Jonah Goldberg

"You know, I actually believe my own bull----."

That's what President Obama once told a reporter. If the man ever uttered a statement that spoke more to his approach to politics, I haven't heard it.

Whether it stems from a grandiose overconfidence in his own powers of persuasion, or the lessons he took from his years as a community organizer, or his own messianic conviction that he is on the right side of everything, including history itself, the president has operated under the theory that he can move the American people to his causes. And he can't. He just can't.

Yes, he got elected and re-elected, and that's saying something. But whatever personal popularity the man has doesn't transfer to domestic policy.

It's as if the American people are saying, "Mr. President, we're just not that in to you."

"What about health-care reform!?" his fans invariably respond.

Well, what about it? Sure, it passed. But the Affordable Care Act didn't become law because Obama ignited a populist prairie fire in favor of it. He dedicated vast, vast swaths of his time and energy trying to sell the American people on Obamacare. He never made the sale (and still hasn't).

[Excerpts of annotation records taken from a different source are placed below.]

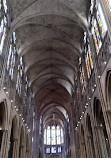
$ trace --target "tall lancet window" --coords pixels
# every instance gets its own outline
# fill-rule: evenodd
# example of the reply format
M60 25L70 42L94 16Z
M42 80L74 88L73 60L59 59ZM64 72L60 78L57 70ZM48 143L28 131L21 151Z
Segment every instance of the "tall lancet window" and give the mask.
M16 35L13 32L12 37L10 39L10 46L8 52L8 60L7 60L7 71L9 72L9 76L13 79L14 68L15 68L15 58L16 58Z
M86 32L84 32L84 52L85 52L85 62L86 62L87 75L88 75L88 78L90 78L92 71L93 71L93 61L92 61L89 39L87 37Z
M19 95L22 92L22 77L23 77L23 59L20 57L19 65L18 65L18 74L17 74L17 82L16 82L16 90Z
M25 89L24 89L24 104L26 106L26 100L27 100L27 90L28 90L28 77L25 77Z
M80 83L82 88L82 93L84 93L86 89L86 81L85 81L85 74L84 74L84 68L82 66L82 59L79 58L79 72L80 72Z
M103 14L99 1L97 1L97 21L99 24L99 30L100 30L101 37L104 38L104 36L107 32L107 24L106 24L105 17L104 17L104 14Z
M95 2L93 5L94 7L91 12L91 17L92 17L91 23L92 23L92 34L93 34L94 44L95 44L96 52L98 55L100 48L102 46L104 37L107 32L107 24L106 24L104 13L99 1L96 0L94 2Z
M7 9L7 1L0 0L0 54L2 54L5 38L6 38L6 30L7 30L7 17L8 17L8 9Z
M64 143L63 129L59 125L50 125L44 130L44 144L60 145Z
M109 10L111 11L111 0L106 0Z

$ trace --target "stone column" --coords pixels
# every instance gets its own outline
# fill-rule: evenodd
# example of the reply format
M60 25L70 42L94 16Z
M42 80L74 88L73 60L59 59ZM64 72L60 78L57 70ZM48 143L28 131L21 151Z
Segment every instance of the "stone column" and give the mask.
M1 144L1 156L0 156L1 158L4 157L5 155L7 142L8 142L8 131L4 130L3 137L2 137L2 144Z
M39 116L34 119L33 158L39 158Z
M18 146L18 139L14 139L14 146L13 146L13 158L17 158L17 146Z
M71 103L71 119L70 119L70 145L71 145L71 158L75 158L75 139L74 139L74 114L73 114L73 103Z

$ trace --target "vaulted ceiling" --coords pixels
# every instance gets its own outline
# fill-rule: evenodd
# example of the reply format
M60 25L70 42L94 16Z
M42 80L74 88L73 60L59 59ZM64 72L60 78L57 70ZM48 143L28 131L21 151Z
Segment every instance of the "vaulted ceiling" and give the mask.
M89 0L9 0L11 28L35 97L35 111L46 122L53 113L58 120L65 118L59 106L70 115L89 4Z

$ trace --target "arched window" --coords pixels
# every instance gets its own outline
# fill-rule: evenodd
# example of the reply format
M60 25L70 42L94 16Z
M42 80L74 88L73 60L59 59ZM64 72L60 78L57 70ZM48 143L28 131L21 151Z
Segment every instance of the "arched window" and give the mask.
M9 54L7 60L7 71L9 72L11 79L13 79L14 75L16 53L16 35L15 32L13 32L12 38L10 39Z
M22 77L23 77L23 59L20 57L19 65L18 65L18 74L17 74L17 82L16 82L16 90L19 95L22 92Z
M61 126L50 125L44 130L44 144L60 145L64 143L63 129Z
M8 7L6 0L0 0L0 54L2 54L6 30L7 30Z
M106 0L109 10L111 11L111 0Z
M86 89L86 81L85 81L85 74L84 74L84 68L82 66L81 57L79 58L79 72L80 72L80 83L82 87L82 93Z
M89 44L89 39L87 37L87 33L84 32L84 52L85 52L85 62L86 62L86 70L88 78L90 78L93 70L93 61L91 55L91 49Z
M107 32L107 24L105 17L101 8L101 5L98 0L91 1L91 26L92 26L92 35L94 39L94 44L96 48L97 55L102 46L103 39Z
M24 105L26 106L26 100L27 100L27 90L28 90L28 77L25 77L25 88L24 88Z

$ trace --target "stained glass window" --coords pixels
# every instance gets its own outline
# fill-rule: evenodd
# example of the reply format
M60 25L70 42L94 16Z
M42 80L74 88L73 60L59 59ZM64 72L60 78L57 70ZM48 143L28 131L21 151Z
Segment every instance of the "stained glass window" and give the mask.
M61 144L61 133L60 133L60 127L57 126L57 144Z
M23 76L23 61L22 61L22 57L20 57L20 63L18 65L17 82L16 82L16 90L19 95L21 95L21 91L22 91L22 76Z
M52 154L55 154L55 153L56 153L56 147L55 147L55 146L52 146L52 148L51 148L51 153L52 153Z
M51 142L52 145L56 144L56 130L55 130L55 126L52 126L52 130L51 130Z
M95 0L91 0L91 7L90 7L91 14L93 13L93 9L94 9L94 1Z
M7 29L7 1L0 0L0 54L2 53Z
M86 32L84 32L84 52L85 52L85 62L88 78L90 78L93 70L93 61L91 55L91 49L89 45L89 39Z
M58 147L58 153L61 153L61 152L62 152L61 147Z
M50 145L50 142L51 142L51 140L50 140L50 138L51 138L51 131L50 131L50 126L48 126L48 128L47 128L47 145Z
M46 148L46 153L50 154L50 148Z
M61 128L61 143L64 142L64 138L63 138L63 129Z
M93 38L94 38L96 52L97 52L97 55L98 55L99 50L102 46L102 41L101 41L100 33L99 33L99 30L98 30L97 22L96 22L96 20L94 20L93 22L94 22L94 25L93 25L93 28L92 28L92 34L93 34Z
M46 144L46 141L47 141L46 138L47 138L47 137L46 137L46 129L45 129L45 130L44 130L44 144Z
M108 4L109 10L111 11L111 0L106 0L106 2Z
M48 126L44 130L44 144L58 145L64 143L63 129L60 126Z
M84 69L83 69L83 66L81 64L81 58L79 58L79 71L80 71L80 83L81 83L82 93L83 93L86 89L86 82L85 82Z
M104 14L101 8L100 3L97 1L97 21L99 24L99 28L100 28L100 33L102 38L104 38L106 31L107 31L107 24L104 18Z
M12 34L12 38L10 40L8 60L7 60L7 71L9 71L9 76L13 79L14 68L15 68L15 57L16 57L16 40L15 40L15 32Z
M87 75L88 75L88 78L90 78L92 69L93 69L93 61L92 61L92 55L91 55L91 50L90 50L89 45L88 45L88 51L85 56L85 60L86 60Z

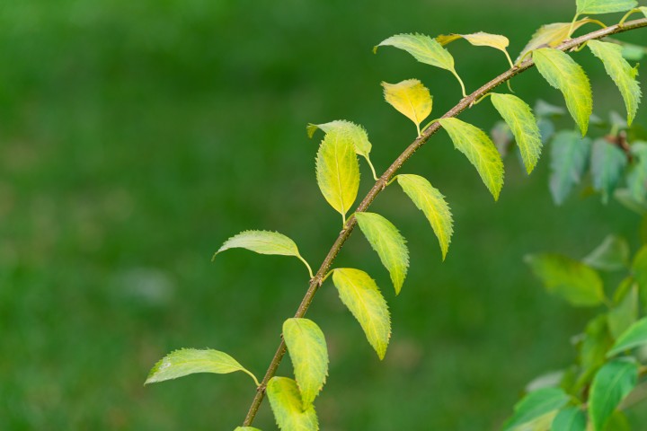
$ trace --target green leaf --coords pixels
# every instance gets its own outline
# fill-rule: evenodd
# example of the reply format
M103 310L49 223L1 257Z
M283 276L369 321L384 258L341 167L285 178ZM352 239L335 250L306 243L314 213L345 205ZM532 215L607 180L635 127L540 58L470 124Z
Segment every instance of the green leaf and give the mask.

The misbegotten law's passage is attributable entirely to the fact that Democrats rammed it through Congress -- with a 60-vote majority in the Senate -- using the sorts of backroom deals and corporate giveaways the American people despise.

Ironically, the only populist mass movement on domestic policy issues Obama can claim credit for creating is the Tea Party, which I think we can all agree isn't what he had in mind.

Indeed, if Obamacare had been popular, the Democrats wouldn't have been dealt a "shellacking" -- Obama's words -- in the 2010 midterm elections. But they were. Democrats suffered a defeat of biblical proportions, despite Obama's relentless campaigning.

In 2012, after scoring an impressive re-election win, Obama apparently thought he solved the puzzle. He needed more organization, like he had in the election. Obviously everyone loves what he has to say, Obama reasoned, but he needed to translate that love into action. And so he rebranded his presidential campaign into his own personal grassroots operation, Organizing for Action. Action item No. 1? Gun control.

It's worth remembering that when Obama took up gun control in his State of the Union address, he set the bar at shin level for himself and for Senate Democrats. He didn't demand victory; he demanded a mere vote on the issue.